Goin' crazy with "Marvel Vs. Capcom 3"
Last updated on March 02, 2011 at 03:45 PM

Score: 8.5/10
The Good: It's the first "MvC" in over a decade! It's still freakin' nuts and it's got prettied-up graphics! The control scheme has been tweaked to be easier to use without removing the challenge. Character balance is also in abundant supply.
The Bad: Doesn't do a whole lot to move the series forward. Fewer characters and fewer extras than expected, especially in the shadow of "MvC2." If you suffer from epilepsy stay far, far away from any room in which this game is being played.
The Ugly: Still no Fantastic Four members? And, good lord, who is responsible for the aural crapfest that is the soundtrack? I'd rather listen to Vogon poetry than this.

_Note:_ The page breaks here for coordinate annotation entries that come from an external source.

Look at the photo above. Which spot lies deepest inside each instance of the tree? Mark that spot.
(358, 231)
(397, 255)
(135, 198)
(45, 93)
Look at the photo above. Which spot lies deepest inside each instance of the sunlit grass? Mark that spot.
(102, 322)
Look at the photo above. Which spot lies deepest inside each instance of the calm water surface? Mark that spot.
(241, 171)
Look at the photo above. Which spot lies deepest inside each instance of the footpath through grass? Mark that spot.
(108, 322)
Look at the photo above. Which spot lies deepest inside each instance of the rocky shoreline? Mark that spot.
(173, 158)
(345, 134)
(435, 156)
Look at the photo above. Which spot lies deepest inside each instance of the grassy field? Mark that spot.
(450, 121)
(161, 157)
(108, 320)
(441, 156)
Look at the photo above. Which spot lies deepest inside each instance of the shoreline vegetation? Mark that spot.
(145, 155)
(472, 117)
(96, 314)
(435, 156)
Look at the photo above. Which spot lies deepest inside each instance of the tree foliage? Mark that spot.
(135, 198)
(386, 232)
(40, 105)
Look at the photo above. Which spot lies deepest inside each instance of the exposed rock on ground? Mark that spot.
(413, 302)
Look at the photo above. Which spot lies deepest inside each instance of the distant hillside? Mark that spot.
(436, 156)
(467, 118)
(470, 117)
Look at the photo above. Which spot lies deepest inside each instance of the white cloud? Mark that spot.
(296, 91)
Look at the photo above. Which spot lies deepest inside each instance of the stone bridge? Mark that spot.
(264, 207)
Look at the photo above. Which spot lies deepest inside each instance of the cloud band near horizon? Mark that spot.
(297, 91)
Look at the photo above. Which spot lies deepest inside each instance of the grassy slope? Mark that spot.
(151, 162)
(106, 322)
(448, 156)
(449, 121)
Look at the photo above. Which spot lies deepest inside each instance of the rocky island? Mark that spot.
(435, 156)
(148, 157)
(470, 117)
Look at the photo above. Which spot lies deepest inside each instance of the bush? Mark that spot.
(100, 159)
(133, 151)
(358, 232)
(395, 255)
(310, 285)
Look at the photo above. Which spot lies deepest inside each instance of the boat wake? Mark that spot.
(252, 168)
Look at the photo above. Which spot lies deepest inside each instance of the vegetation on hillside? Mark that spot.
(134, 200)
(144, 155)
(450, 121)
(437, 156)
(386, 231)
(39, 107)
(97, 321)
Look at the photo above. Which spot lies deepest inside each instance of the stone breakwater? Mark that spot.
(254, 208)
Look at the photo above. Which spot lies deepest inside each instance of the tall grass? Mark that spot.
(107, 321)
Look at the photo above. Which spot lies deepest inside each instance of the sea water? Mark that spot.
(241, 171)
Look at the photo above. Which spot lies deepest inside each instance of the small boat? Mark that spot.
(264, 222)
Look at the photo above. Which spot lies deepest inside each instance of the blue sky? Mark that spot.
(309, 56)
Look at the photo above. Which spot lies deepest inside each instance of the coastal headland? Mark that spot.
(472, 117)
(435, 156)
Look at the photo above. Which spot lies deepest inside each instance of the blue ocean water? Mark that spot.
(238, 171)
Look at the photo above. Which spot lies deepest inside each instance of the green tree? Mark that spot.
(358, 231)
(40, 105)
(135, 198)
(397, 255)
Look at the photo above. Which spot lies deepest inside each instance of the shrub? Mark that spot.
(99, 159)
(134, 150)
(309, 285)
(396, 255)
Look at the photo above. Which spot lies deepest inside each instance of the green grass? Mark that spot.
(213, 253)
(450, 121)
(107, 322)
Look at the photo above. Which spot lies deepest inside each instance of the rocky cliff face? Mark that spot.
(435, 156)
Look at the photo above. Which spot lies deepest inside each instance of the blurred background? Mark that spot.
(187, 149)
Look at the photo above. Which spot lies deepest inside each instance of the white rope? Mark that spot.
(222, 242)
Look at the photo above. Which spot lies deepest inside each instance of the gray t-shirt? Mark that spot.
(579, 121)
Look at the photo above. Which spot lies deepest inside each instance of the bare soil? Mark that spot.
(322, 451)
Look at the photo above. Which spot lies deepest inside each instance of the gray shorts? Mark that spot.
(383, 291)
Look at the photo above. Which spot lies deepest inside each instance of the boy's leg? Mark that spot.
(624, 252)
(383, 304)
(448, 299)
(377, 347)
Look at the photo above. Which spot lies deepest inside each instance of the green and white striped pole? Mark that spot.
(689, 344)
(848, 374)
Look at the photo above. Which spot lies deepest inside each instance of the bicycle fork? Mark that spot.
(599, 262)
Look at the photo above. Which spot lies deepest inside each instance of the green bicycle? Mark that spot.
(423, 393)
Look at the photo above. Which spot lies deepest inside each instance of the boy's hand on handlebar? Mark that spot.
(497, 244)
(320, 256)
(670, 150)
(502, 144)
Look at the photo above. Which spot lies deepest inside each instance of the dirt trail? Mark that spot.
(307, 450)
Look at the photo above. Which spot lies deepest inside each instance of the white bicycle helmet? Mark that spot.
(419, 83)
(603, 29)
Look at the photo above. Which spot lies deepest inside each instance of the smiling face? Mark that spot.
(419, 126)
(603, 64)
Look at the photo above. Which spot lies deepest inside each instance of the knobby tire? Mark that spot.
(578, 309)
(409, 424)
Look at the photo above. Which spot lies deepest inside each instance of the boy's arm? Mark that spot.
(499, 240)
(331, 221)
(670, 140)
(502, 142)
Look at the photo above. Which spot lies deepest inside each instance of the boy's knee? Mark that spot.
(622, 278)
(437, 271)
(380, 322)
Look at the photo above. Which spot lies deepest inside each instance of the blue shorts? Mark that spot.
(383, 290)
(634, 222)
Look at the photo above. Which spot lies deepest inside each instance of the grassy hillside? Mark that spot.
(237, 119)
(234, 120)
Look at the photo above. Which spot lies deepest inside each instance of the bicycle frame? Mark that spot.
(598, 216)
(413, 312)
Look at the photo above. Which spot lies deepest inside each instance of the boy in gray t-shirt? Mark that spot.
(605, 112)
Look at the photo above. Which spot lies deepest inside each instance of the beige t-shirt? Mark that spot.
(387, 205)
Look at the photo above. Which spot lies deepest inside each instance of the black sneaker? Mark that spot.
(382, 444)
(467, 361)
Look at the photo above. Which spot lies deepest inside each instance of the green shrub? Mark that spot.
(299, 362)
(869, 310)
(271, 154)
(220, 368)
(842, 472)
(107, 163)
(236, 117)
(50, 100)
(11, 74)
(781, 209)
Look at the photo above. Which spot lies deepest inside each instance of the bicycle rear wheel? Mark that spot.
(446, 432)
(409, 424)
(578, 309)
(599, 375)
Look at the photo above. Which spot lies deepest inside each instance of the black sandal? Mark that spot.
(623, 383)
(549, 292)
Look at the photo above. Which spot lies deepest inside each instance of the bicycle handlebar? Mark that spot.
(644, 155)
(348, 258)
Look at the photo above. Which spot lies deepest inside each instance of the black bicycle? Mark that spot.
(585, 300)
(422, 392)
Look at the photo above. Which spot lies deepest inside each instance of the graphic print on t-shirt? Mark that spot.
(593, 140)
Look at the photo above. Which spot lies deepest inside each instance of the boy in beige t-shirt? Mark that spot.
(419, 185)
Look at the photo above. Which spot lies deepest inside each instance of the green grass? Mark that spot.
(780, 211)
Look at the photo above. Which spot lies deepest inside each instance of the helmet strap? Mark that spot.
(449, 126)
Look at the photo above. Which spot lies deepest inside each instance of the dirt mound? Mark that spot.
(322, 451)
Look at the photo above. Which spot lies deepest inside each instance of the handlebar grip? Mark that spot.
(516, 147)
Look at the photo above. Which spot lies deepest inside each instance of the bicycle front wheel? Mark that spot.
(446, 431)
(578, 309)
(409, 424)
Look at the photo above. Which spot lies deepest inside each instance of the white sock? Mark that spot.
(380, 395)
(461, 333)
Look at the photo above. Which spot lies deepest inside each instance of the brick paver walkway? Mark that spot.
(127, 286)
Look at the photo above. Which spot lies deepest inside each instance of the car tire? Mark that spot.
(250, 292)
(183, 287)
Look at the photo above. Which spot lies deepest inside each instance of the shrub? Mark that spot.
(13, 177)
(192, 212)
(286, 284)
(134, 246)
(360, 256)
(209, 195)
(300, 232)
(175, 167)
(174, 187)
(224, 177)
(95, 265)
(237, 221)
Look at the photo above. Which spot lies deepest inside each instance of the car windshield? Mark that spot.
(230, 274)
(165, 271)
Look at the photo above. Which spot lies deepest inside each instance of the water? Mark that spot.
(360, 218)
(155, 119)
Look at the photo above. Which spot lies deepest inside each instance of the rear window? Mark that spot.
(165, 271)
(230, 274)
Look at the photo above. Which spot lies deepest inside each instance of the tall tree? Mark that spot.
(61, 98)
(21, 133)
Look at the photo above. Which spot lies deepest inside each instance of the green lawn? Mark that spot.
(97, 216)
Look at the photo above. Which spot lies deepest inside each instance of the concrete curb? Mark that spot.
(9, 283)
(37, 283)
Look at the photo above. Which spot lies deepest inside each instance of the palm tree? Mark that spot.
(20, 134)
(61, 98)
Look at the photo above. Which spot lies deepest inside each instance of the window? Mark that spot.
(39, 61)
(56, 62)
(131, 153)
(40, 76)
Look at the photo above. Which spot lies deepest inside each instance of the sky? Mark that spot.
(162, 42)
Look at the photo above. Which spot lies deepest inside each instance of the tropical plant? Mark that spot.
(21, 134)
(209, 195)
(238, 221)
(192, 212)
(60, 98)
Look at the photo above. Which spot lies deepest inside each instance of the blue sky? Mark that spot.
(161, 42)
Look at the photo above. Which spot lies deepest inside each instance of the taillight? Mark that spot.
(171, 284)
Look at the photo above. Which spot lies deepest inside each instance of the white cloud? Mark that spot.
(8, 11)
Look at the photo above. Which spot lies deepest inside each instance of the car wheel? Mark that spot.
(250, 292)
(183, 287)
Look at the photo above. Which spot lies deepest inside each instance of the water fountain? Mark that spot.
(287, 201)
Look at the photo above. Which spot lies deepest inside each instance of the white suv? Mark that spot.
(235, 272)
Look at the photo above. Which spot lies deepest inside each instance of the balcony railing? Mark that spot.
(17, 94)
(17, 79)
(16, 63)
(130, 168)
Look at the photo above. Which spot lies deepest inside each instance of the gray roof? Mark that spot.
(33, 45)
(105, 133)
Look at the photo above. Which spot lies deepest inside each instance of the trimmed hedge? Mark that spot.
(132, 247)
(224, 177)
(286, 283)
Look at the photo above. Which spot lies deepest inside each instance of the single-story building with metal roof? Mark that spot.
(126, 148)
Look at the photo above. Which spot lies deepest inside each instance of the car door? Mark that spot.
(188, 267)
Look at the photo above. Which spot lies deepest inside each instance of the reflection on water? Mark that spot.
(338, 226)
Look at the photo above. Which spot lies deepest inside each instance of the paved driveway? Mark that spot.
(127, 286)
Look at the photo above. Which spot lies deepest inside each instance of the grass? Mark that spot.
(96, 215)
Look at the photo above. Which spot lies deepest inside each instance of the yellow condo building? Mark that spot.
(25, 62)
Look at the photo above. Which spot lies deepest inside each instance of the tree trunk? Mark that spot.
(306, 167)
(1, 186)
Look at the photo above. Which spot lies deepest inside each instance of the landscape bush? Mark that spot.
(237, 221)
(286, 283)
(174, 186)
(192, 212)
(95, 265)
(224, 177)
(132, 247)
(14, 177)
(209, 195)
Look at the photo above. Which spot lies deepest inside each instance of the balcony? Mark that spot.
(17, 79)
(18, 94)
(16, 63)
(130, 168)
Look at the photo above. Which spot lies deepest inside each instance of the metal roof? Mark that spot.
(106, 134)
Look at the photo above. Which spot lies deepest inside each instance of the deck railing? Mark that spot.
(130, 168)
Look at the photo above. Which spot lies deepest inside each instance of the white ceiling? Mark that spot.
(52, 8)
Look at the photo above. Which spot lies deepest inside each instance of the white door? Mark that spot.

What I expected from "Marvel Vs. Capcom 3" can be summed up in one word: crazy. I'm looking for a new level of insane, button-punching, screen-filling madness. While waiting for the title screen to load in the original "Marvel vs. Capcom" a lone, crazed voice could be heard yelling, "Let's go crazy!" Yes, let us go crazy, my friend.

The switch to 3D graphics (specifically cell-shaded polygons) is as advantageous to this series as it was to "Street Fighter IV." They upgrade the look of the game without sacrificing the cartoon-y feel that's always been a trademark of the series.

One of the unfortunate hallmarks of the "MvC" series on home consoles has been the often terrible, terrible amount of slowdown. Perhaps the greatest added benefit of the switch to 3D is that, no matter the amount of craziness going on onscreen, there is no slowdown. No chance to admire the frame-by-frame animations meticulously crafted by Capcom as they crawl across the screen one frame every couple of seconds, yes. But, overall a huge improvement to playability.

"MvC2" was rather famous for the sheer number of characters to choose from. Not only did it include nearly every previous character from the Vs. franchise, it introduced several new ones.

Some of the new additions (like Deadpool, Viewtiful Joe, Zero, Super-Skrull) seem like they've been a longtime coming. On the opposite end, though, some of the exclusions seem strange: Cyclops, Strider, Sakura, Mega Man, Venom.

If there's one place "MvC3" suffers in comparison to its predecessors its in the fact that there are far fewer characters to choose from. While it does help in terms of game play balance between teams, the fact that there will almost certainly be a plethora of downloadable characters puts that balance in question while also putting the character total in a less than pleasing light.

Sure, it's become the norm for game companies to do this (and I understand the reasons why they do it), but that doesn't mean I have to like the final outcome.

Let's just get this out of the way: The music in Vs. series games has always, without question, sucked. "MvC3" does not change that trend, meaning we're still at least 10 years away from an awesome fighter featuring a brutal Iron Maiden soundtrack.

Game Play
Someone once said, "All that glitters is not gold." Fortunately, the play in this game glitters and is most definitely gold.

I've always been more a fan of the Vs.-style game play than regular "SF."

That said, even in comparison to the sublime "Street Fighter IV," this game stands as a new high water mark for Capcom fighters.

The improvements to the streamlined controls found in "MvC2" are subtle, yet extremely welcome. Putting the majority of tag partner controls on the shoulder buttons is a genius move. A quick tap will call them in for a crossover attack, and holding the button will tag out for a partner. Push the two together (with the appropriately filled super gauge) and you get crossover super combos. Simple, effective, fun.

And, as mentioned previously, there's a surprising amount of balance to be found here, despite the overall anarchy inherent to these types of games.

Tip: Check out Deadpool's Shoryuken, as it's far morre hilarious than anything Dan's done in his entire career.

There's not a whole lot to talk about here, especially in comparison to the large number of unlockables in "MvC2."

Most of what you'll be getting are character models and ending viewers, and the gods only know why someone would eve chose to go back and look at those two-frame, static endings. The extra costumes (many characters get more than a regular palette swap when alternate costumes are chosen) are pretty slick, but aren't present for every character.

Much like the character selection, there's a good chance this area might get more fleshed out with DLC. (Jill Valentine and Shuma Gorath are already available if you picked up the Special Edition game. I didn't, I'm poor, wanna fight about it?).

Overall, Capcom has blessed the fighting game elite with another masterpiece in need of mastering. The sheer number of characters combinations will keep any fighter busy looking for their ideal team for months to come. Online play is, of course, well appreciated, and it's all wrapped up in a pretty sweet looking package. Just don't expect a whole lot that's earth-shatteringly new. This is very much a Vs.-style game, with a Vs.-style presentation (albeit prettier) and Vs.-style fan service.

With any luck this is the herald for a release of a Vs. Series anthology of some sort, including all the previous games in the series as they appeared in the arcade.